One day, Sullivan and his sister come across Master Melville’s Medicine Show, consisting of a troupe of youthful entertainers who make money shilling a product called “Hop-Hop Drops,” which are guaranteed to produce happiness in anyone who takes them. Sullivan doesn’t run away with this particular circus so much as get abducted by it. While his parents and sister presume him drowned, the young boy begins to hone his juggling skills as a member of Master Melville’s company.

Where many writers would be content to draw this scenario in broad strokes, Fagan opts for nuance. There are no clear-cut villains in this novel: the school bully reveals unexpected dimensions, as does the young magician, Franklin, whose resistance to accepting Sullivan as a member of the group turns out to be born of jealousy. Even Mistress Melville, the most frankly malevolent of the troupe, helps Sullivan find a hook for his juggling act (albeit out of selfish motives).

Nor is Fagan content to restrict himself to a single register.
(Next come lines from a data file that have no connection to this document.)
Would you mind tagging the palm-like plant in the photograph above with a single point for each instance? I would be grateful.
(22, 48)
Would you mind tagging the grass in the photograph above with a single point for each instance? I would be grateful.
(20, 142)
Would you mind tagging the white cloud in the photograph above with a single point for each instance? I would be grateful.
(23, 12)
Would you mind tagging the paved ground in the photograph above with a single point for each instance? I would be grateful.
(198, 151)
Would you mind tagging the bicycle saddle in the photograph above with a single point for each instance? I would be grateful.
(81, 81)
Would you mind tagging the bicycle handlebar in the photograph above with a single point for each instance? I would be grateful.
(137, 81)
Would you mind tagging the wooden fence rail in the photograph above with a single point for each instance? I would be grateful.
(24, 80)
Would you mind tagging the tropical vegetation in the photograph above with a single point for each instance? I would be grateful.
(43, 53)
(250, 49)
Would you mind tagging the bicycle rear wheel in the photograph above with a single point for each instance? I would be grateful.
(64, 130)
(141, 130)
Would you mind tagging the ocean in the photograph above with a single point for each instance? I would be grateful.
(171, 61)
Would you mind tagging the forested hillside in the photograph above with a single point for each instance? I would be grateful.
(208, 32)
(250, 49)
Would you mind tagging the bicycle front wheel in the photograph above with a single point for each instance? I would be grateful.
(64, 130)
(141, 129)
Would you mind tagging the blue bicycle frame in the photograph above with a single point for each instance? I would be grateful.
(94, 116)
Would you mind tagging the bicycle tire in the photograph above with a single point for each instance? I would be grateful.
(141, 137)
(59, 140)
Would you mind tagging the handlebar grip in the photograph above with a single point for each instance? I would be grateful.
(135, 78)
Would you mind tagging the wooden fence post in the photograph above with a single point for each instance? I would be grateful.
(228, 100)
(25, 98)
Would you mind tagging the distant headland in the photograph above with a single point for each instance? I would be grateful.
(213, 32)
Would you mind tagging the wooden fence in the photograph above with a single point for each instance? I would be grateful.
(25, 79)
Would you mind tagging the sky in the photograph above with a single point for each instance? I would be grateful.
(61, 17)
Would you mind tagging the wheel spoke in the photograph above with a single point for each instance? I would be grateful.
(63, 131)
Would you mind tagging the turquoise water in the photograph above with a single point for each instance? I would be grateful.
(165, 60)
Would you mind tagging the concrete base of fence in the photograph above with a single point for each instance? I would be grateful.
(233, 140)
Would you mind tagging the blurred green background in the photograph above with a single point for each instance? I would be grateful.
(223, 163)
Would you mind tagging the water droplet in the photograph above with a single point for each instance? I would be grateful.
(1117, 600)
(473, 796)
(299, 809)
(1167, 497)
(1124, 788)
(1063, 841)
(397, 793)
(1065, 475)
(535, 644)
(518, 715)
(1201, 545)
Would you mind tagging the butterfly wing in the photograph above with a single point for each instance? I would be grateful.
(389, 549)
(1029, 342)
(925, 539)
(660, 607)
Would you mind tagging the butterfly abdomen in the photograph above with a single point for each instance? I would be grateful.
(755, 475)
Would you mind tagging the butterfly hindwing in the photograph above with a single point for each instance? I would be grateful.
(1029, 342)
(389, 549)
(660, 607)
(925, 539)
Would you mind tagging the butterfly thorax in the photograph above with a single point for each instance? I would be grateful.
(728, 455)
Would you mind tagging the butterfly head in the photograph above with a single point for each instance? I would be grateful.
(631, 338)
Young readers may giggle at the two police officers named Spoonitch and Forka, but will likely miss the joke in the fact that Mintz father and son are named Gilbert and Sullivan.

The book begins to falter only in its final stages. Sullivan’s sister and one of the Stardust Home residents, having become convinced the boy didn’t drown after all, embark on a search, but this ends anticlimactically. As for Sullivan himself, what might have been a dramatic moment of realization that alters his notion of what constitutes a family is undercut by the author’s decision to hedge his bets. The open-ended nature of the book’s conclusion sets up the promised sequel, but the desire to have things both ways – for Sullivan to find a place with the travelling show while still longing to escape back to his family – is somewhat disappointing.